Pero para lograr eficacia, eficiencia y, especialmente,
inteligencia y ética institucional que conduzca a un buen gobierno es condición
necesaria poseer buenos profesionales inteligentes y con buenos valores pero no
es la condición suficiente. La argamasa que permite canalizar en positivo (y
desgraciadamente también en negativo) estos beneméritos recursos es el
liderazgo institucional. Es tarea del líder, de los líderes, lograr la máxima
capacidad de sus organizaciones públicas articulando los conocimientos, ideas y
valores de los empleados públicos. Y aquí es donde las administraciones
públicas contemporáneas tienen un problema grave y complejo en la medida que el
liderazgo de las instituciones públicas tiene una naturaleza dual. Por un lado,
el líder político aporta legitimidad democrática a la institución y una visión
estratégica. Por otro lado, el líder profesional aporta conocimientos técnicos
de gestión y capacidad operativa. En este sentido, es absolutamente crítico que
ambos perfiles trabajen en armonía para alcanzar un buen rendimiento
institucional. Sin embargo, hay muchos condicionantes negativos que dificultan
esta necesaria sincronización profesional, de valores e incluso personal entre
estos dos roles. El principal condicionante negativo es la asimetría de poder y
conocimientos entre estos dos perfiles de liderazgo. Por una parte, el líder
político dirige y está por encima del líder profesional pero, por otra parte,
el líder profesional posee un buen conocimiento del medio y de las complejidades
técnicas mientras que el líder político no disfruta de este dominio y puede
sentirse muy desamparado. Resumiendo, en una breve frase: el inexperto dirige
al experto. Esta relación asimétrica es dura y muy difícil de gestionar para
ambos y se pueden generar todo tipo de desencuentros y de desconfianzas que
descarrilen en una deficiente política y en una deficiente administración.
Regulación de la dirección pública profesional
Teniendo en cuenta este escenario, la regulación de la
dirección pública profesional es el mecanismo del que se han dotado los países
más avanzados en gestión pública para superar estos potenciales desencuentros y
conseguir una mayor sincronización entre estos dos roles. La regulación de la
dirección pública profesional consiste en dotarse de una norma (pero muy
especialmente de unas reglas del juego y de unos valores) que defina de forma
nítida hasta donde llega el espacio de dirección política y hasta donde llega
el espacio de dirección estrictamente profesional. Cada espacio debe poseer sus
propias reglas, valores e incentivos y, en especial, hay que definir los
mecanismos de interacción entre ambas esferas.

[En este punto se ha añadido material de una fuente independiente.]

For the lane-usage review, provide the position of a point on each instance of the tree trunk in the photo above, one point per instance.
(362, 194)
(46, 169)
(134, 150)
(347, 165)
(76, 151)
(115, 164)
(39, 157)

En España ninguna Administración pública ha realizado un
esfuerzo serio de regulación de la dirección pública, a pesar del mandato del
EBEP (Estatuto Básico del Empleado Público) del ya lejano años 2007, y ha
dejado este ítem crítico de calidad institucional en manos de la
autorregulación de los diferentes actores, en manos de la subjetividad más
absoluta. Esta fórmula casi libertaria no suele funcionar bien en la práctica y
sus rendimientos institucionales son, en el mejor de los casos, discretos y en
el peor de los casos, desastrosos. A mi entender son cuatro los grandes
problemas que padecemos a nivel de liderazgo institucional en nuestras
administraciones públicas: el travestismo institucional, el infantilismo, la
falta de inteligencia y, finalmente, una mala gestión del amor.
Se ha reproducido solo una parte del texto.